The simple answer to correct voltage readings - when you go to the car expect circa 12.5vs ( use a multimeter not the OBC ). When the car is on tick-over with not a lot draining, the voltage will be circa 14.2v. With all accessories pulling hard ( lights, heater, A/c, rear screen heater etc ) the voltage will be circa 13.7v.

Measure voltage at the alternator and then check at the battery - what is coming from the alternator may not be reaching the battery ( that will usually be due to dirty terminals or ground connections - that means battery to chassis or engine to chassis .)

Finally, does the battery warning light illuminate when the voltage drops to 11 ish volts ? The warning light is designed to go off when the feed side ( coming from the alternator ) exceeds the static battery side ( coming from the battery ) - thus if your battery voltage is where it should be - 12.7 - the alternator must send at least 12.8+++ to extinguish the battery warning light.
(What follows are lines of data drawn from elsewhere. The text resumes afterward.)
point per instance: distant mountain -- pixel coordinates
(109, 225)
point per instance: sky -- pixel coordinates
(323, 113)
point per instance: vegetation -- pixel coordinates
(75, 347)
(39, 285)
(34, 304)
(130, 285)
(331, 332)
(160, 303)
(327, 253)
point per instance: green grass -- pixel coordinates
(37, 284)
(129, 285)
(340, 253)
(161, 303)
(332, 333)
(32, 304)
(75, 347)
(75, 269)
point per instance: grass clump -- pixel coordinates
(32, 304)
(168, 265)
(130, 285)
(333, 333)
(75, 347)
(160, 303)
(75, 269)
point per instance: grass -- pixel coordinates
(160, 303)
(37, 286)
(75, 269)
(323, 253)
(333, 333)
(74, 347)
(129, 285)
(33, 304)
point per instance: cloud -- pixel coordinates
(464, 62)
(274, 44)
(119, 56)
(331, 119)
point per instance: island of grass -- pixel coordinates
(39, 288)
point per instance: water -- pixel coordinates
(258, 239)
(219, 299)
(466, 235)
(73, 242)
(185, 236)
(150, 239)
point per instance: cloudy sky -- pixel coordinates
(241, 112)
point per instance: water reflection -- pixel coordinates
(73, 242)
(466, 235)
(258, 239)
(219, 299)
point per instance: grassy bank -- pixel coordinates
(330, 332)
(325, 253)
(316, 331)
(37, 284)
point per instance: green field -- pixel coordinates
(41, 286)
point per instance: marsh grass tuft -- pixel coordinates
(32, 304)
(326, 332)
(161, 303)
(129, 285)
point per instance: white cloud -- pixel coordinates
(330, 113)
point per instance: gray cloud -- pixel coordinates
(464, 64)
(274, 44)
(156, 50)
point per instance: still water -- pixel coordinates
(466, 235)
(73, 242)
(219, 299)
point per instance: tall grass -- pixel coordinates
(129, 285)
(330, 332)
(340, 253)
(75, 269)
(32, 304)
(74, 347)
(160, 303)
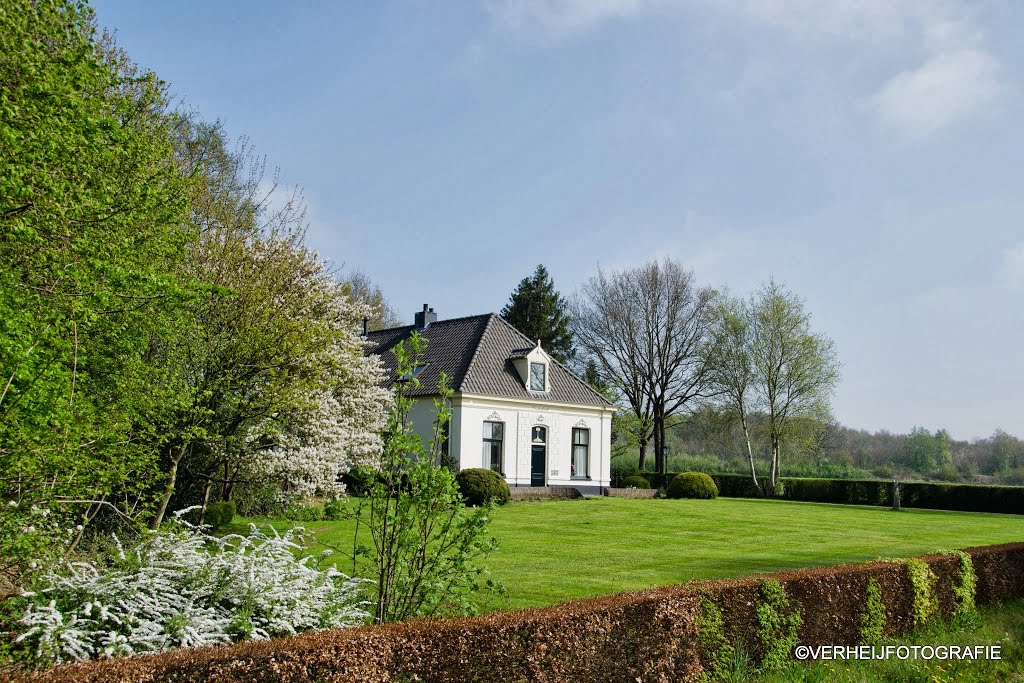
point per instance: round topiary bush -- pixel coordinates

I am trying to make this reasonably easy to comprehend as your problem is very likely to be straightforward rather than a convoluted mixture of electronic related possibilities.

Good luck - keep us posted as to how you progress.
 
#16 ·
Hi contimaz, as said just before your post I did replace the regulator.

I think it's all good now, after a week of driving, absolutely not a single issue, IBS has been reconnected as well.

Now i'm highly tempted to put back my 100Ah Varta in, as I think it just needed to be recharged and could still be going strong. Also it has the + and - in the correct sides (current one has them "reversed", which prevents me from putting the cover on it in the trunk).